Supreme Court Acquits in IPC Sections 366A and 506 Case: Conviction Cannot Stand on Contradictory Testimony, Shoddy Investigation, and Unexplained FIR Delay

Case Name: Parminder Kaur @ P.P. Kaur @ Soni v State of Punjab
Citation: Criminal Appeal No. 283 of 2011
Date of Judgment/Order: 28.07.2020
Bench: N.V. Ramana, J.; Surya Kant, J.; Krishna Murari, J.

Held: The Supreme Court held that the prosecution failed to prove beyond reasonable doubt that the appellant had “intentionally induced” a minor girl for illicit intercourse so as to attract Section 366A IPC, and further held that the conviction under Section 506 IPC was unsustainable because the courts below did not undertake the necessary analysis of intention to cause alarm and the intimidation charge was derivative and uncorroborated once the core prosecution version itself became doubtful.

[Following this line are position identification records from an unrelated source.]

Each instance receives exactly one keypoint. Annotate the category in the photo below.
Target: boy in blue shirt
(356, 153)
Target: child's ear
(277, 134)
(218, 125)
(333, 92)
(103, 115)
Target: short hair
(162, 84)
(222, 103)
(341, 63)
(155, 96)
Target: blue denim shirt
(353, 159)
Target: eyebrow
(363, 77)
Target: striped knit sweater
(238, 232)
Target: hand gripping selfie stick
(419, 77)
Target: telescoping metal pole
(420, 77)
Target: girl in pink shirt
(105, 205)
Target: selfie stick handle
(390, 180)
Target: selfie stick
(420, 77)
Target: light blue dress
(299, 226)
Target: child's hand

Summary: The prosecution case alleged that the appellant, a single woman living in the neighbourhood, lured the minor prosecutrix to her house, pushed her into a tenant boy’s room and bolted the door, and later threatened the prosecutrix to maintain silence; the trial court convicted the appellant under Sections 366A and 506 IPC and the High Court affirmed, but the Supreme Court found that both courts had relied on sweeping generalisations instead of testing the evidence against the statutory ingredients, had glossed over the significance of a five-day delay in lodging the FIR despite the father being an alleged eye-witness to part of the occurrence, and had ignored the implausibility of the prosecution conduct in not pursuing or even identifying the alleged tenant boy. The Court highlighted multiple material contradictions between the testimonies of the prosecutrix and her father on core facts (including who was present at the time of unlocking, the tenant’s age and description, the duration of his stay, the attempt to catch him, and even the manner and place of recording the complaint), noted missing links and lack of detail about the crucial interval when the prosecutrix was allegedly locked inside, criticised the shoddy investigation for not tracing the alleged tenant and for failing to produce potentially relevant writings, and held that non-examination of independent witnesses further weakened the prosecution. The Court also emphasised that the appellant’s defence in her Section 313 CrPC statement—denying the existence of any tenant and alleging false implication due to prior enmity connected with a separate rape complaint—required meaningful consideration, and that the prosecution’s inability to negate a plausible defence plea created reasonable doubt.

Decision: The appeal was allowed; the Supreme Court set aside the judgments of the High Court and the trial court, quashed the conviction and sentence under Sections 366A and 506 IPC, acquitted the appellant, and directed that she be set free.